Our regular phone conversations now focused on what his next step should be. He wanted to find a church where he could reach out to the community. He also had a burden to reach Muslims and students for Christ. Underneath it all was his intense burden to preach the gospel of Christ. The bottom line was that he just wanted to reach everyone he could with the message of salvation.

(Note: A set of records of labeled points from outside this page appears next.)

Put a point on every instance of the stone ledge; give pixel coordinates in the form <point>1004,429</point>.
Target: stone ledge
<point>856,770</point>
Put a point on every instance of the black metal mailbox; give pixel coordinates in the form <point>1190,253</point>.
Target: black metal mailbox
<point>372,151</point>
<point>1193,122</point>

After considering a number of offers, he was led to take up a position as pastor in a church on Australia’s Gold Coast, one of the most pagan areas of Australia. I still remember the day he invited me along as he visited with the head deacon of this church. Rob was excited, really excited. His passion was developing into a specific vision for his ministry. Not far from the church was a major university and he saw great potential for reaching the students there. The church was in a very needy community, desperately in need of the gospel. As his vision clarified, he saw how this small church in the middle of it all could be used by God to make a difference.

Once he was at the church, Rob threw his heart and soul into his ministry. He continued to study hard. He taught the Word of God verse-by-verse and applied it practically in today’s world. Rob also had a special gift for playing the piano. After playing for the hymns and choruses, he would then get up and teach the Word of God. Brenda was deeply involved in the Sunday school and other outreaches, and the church began to grow. Some people who visited the Gold Coast for holidays heard that they could hear the Word of God taught uncompromisingly at Rob’s church, so they would come and bring others. Rob’s church also hosted the American tourists that my wife and I brought over each year for a special tour of Australia. Rob would have me preach, and the church would provide lunch for the tourists. What great memories.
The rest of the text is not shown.